Embora Morte em Família não seja uma das melhores histórias do Batman, é uma das mais importantes do cânone do Cavaleiro das Trevas, por trazer consequências que reverberam até os dias atuais. O antagonismo entre Batman e o Coringa transcendeu o escopo do herói versus vilão para assumir um tom mais pessoal. Toda vez que os dois se enfrentaram a partir de então o duelo entre eles passou a trazer uma pesada carga emocional e psicológica, e passamos a nos perguntar o que o Coringa poderia fazer desta vez para machucar o Batman.
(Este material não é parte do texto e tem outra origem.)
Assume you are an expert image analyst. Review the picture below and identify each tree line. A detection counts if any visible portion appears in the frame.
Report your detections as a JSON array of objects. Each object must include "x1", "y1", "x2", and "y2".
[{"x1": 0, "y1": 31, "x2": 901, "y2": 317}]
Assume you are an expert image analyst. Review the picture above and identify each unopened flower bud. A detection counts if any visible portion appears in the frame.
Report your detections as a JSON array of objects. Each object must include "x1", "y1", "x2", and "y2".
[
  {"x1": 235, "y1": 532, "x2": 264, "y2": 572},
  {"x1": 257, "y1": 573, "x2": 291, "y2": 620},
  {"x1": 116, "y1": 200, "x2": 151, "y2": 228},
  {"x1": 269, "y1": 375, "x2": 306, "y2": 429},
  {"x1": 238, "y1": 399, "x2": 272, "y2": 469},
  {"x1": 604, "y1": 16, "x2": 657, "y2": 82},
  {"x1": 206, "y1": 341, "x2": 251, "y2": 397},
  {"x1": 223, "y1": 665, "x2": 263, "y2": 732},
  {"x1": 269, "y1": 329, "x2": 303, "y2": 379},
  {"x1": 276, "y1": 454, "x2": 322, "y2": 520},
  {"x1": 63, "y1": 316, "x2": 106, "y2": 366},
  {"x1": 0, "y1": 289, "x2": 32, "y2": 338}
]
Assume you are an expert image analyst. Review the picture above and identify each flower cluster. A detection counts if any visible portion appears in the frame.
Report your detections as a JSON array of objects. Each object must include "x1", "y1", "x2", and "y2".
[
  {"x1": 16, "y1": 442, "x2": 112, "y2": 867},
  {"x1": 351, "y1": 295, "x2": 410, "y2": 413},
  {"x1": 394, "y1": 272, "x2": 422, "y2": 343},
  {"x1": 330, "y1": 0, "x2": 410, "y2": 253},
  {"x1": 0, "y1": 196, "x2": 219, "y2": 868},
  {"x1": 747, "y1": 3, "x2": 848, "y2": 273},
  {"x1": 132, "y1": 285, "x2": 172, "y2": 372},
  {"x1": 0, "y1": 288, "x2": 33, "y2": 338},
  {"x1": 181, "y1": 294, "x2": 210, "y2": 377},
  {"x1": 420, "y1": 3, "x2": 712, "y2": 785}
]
E o Morcego de Gotham passou a ser retratado como um herói mais sombrio e amargurado, devido ao sentimento de culpa que ele passou a nutrir por achar que teria errado ao escolher Jason como parceiro. Isto não o impediu, no entanto, de adotar um terceiro Robin - Tim Drake - cujas habilidades dedutivas excepcionais o levaram a descobrir sozinho a identidade tanto do Batman como do antigo Robin. Ainda assim, não foi fácil para o rapaz conquistar o direito de sair para combater o crime ao lado do Batman, que ainda estava receoso em permitir que outra pessoa se colocasse em risco em sua cruzada.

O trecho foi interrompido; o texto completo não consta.